Banco Master financiou eventos de R$ 60 milhões para cúpula do Judiciário e Legislativo no exterior

Novos detalhes de investigações da Polícia Federal (PF) revelam a magnitude dos gastos do Banco Master, sob o comando do banqueiro Daniel Vorcaro, para estreitar laços com o alto escalão da República brasileira. Documentos obtidos pelos investigadores indicam que a instituição financeira desembolsou R$ 60 milhões (aproximadamente US$ 11,5 milhões) para custear eventos de luxo em Londres, Nova York e Lisboa ao longo de 2024.
Os gastos, que incluíram desde o fretamento de jatinhos até degustações de uísques raros, colocam sob os holofotes a relação entre o sistema financeiro e autoridades que tomam decisões cruciais para o setor.

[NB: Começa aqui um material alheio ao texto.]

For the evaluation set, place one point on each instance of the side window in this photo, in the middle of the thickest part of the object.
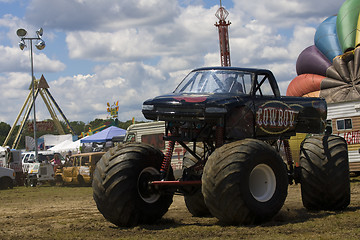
(130, 137)
(344, 124)
(263, 86)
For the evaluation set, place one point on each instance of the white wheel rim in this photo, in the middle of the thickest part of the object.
(262, 183)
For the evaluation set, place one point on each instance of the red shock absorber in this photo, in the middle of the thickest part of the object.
(288, 153)
(219, 139)
(167, 159)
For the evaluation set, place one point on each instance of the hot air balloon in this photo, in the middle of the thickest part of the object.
(331, 67)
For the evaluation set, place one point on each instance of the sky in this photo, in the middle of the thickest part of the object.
(131, 50)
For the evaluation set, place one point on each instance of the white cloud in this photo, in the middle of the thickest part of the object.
(140, 49)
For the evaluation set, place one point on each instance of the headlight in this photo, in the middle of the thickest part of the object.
(148, 107)
(215, 110)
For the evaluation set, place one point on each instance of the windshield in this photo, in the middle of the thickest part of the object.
(216, 81)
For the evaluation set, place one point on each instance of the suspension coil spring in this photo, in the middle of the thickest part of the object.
(288, 153)
(219, 140)
(167, 159)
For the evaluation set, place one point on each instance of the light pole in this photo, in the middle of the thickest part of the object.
(39, 45)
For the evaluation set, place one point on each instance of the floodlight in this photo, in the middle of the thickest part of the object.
(40, 45)
(39, 32)
(22, 44)
(21, 32)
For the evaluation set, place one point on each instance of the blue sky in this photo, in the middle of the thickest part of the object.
(129, 51)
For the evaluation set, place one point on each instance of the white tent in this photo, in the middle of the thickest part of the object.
(59, 147)
(67, 146)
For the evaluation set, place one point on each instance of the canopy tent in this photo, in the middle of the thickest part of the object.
(105, 135)
(61, 146)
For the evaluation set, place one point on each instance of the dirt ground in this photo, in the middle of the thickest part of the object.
(46, 212)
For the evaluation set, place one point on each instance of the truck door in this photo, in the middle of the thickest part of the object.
(273, 115)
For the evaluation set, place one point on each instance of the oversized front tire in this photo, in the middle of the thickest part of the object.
(120, 185)
(325, 179)
(244, 182)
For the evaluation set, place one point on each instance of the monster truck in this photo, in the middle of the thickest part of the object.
(237, 125)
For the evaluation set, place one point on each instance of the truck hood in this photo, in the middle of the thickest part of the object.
(191, 105)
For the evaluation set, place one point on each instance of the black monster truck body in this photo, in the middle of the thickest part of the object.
(233, 123)
(250, 106)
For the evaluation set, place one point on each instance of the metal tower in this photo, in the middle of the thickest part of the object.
(222, 14)
(41, 87)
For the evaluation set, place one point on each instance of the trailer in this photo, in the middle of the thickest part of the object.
(344, 120)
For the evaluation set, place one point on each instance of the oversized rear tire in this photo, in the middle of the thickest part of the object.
(120, 185)
(244, 182)
(325, 179)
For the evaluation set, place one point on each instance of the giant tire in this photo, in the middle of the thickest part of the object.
(119, 185)
(244, 182)
(194, 200)
(325, 180)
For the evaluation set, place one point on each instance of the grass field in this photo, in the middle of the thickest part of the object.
(46, 212)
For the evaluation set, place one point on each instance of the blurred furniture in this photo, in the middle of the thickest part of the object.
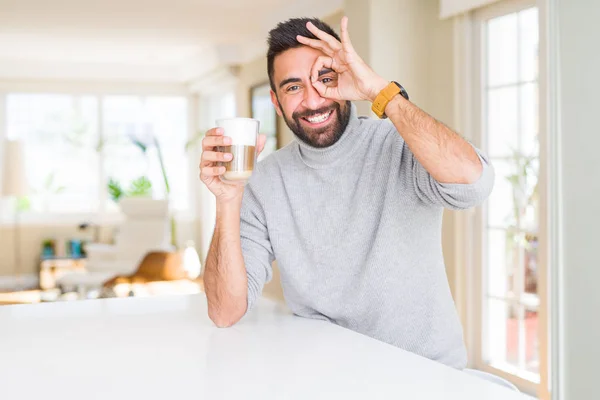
(158, 272)
(491, 378)
(145, 229)
(53, 268)
(14, 184)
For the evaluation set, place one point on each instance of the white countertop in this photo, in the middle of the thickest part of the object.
(167, 348)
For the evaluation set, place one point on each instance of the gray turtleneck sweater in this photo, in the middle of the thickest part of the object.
(356, 232)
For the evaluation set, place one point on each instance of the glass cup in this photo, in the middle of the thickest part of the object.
(244, 134)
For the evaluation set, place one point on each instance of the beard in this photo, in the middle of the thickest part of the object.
(324, 136)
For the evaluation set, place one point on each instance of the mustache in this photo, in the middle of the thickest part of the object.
(310, 113)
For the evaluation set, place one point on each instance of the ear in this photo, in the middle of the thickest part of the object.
(275, 103)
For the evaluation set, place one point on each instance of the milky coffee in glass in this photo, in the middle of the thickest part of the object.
(243, 133)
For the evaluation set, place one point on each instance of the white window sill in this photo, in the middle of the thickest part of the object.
(69, 219)
(62, 219)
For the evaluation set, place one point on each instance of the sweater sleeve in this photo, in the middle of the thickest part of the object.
(256, 246)
(455, 196)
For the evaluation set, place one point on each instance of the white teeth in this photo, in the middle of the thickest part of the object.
(318, 118)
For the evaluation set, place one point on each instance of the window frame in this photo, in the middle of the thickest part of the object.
(100, 216)
(475, 304)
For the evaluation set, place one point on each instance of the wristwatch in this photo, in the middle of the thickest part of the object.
(385, 96)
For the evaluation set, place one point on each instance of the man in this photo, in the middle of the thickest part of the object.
(352, 210)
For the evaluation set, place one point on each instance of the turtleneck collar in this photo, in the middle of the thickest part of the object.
(321, 157)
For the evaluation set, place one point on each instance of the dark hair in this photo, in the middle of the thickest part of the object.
(283, 37)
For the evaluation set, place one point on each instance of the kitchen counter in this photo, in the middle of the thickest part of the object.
(167, 348)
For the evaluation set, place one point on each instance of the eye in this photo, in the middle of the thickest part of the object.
(327, 80)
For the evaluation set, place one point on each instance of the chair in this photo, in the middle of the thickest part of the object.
(145, 229)
(491, 378)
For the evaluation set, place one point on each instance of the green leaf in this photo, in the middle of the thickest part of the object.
(115, 190)
(140, 187)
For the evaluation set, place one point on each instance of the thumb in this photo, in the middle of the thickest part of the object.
(327, 91)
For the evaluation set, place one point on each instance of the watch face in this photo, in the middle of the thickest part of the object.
(402, 90)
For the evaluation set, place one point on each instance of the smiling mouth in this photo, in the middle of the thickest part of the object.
(318, 119)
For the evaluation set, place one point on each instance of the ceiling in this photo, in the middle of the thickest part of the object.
(139, 40)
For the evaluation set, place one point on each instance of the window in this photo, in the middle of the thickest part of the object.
(507, 38)
(59, 135)
(74, 144)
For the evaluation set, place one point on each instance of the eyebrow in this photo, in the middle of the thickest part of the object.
(292, 80)
(325, 71)
(289, 80)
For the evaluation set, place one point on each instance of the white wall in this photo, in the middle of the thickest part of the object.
(579, 56)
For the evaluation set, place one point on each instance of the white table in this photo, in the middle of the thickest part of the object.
(167, 348)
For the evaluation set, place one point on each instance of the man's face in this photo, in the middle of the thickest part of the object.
(317, 121)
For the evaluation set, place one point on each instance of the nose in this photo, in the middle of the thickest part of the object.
(312, 98)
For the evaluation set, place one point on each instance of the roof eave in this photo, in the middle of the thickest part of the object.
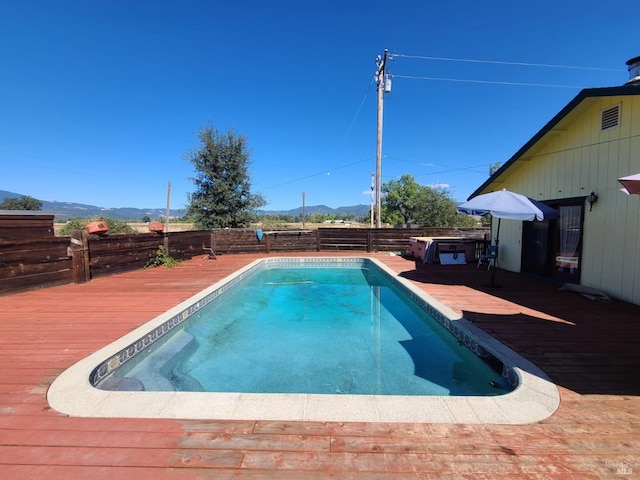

Luxo e influência: Os detalhes dos eventos

O levantamento aponta que o evento mais oneroso ocorreu em Londres, em abril de 2024, durante o “1º Fórum Jurídico Brasil de Ideias”. O Master teria destinado cerca de US$ 7,5 milhões (R$ 38,7 milhões) apenas para este encontro.
As despesas detalhadas pela PF incluem:

  • Hospedagem de alto padrão: Estadias no exclusivo The Peninsula London Hotel, onde diárias chegam a R$ 6 mil.
  • Transporte executivo: Locação de dois jatinhos fretados para transportar autoridades de Lisboa a Brasília, com custo de US$ 232,6 mil (R$ 1,2 milhão).
  • Entretenimento e mimos: Shows com artistas internacionais, entrega de troféus de cristal, charutos e degustação de uísque Macallan.

Autoridades presentes

A lista de participantes dos eventos financiados pelo banco abrange figuras proeminentes do cenário jurídico e político:

  • Supremo Tribunal Federal (STF): Ministros como Gilmar Mendes, Dias Toffoli e Alexandre de Moraes.
  • Superior Tribunal de Justiça (STJ): Integrantes como Antonio Saldanha Palheiro e Benedito Gonçalves.
  • Executivo e Legislativo: O procurador-geral da República, Paulo Gonet; o advogado-geral da União, Jorge Messias; e os senadores Ciro Nogueira e Davi Alcolumbre.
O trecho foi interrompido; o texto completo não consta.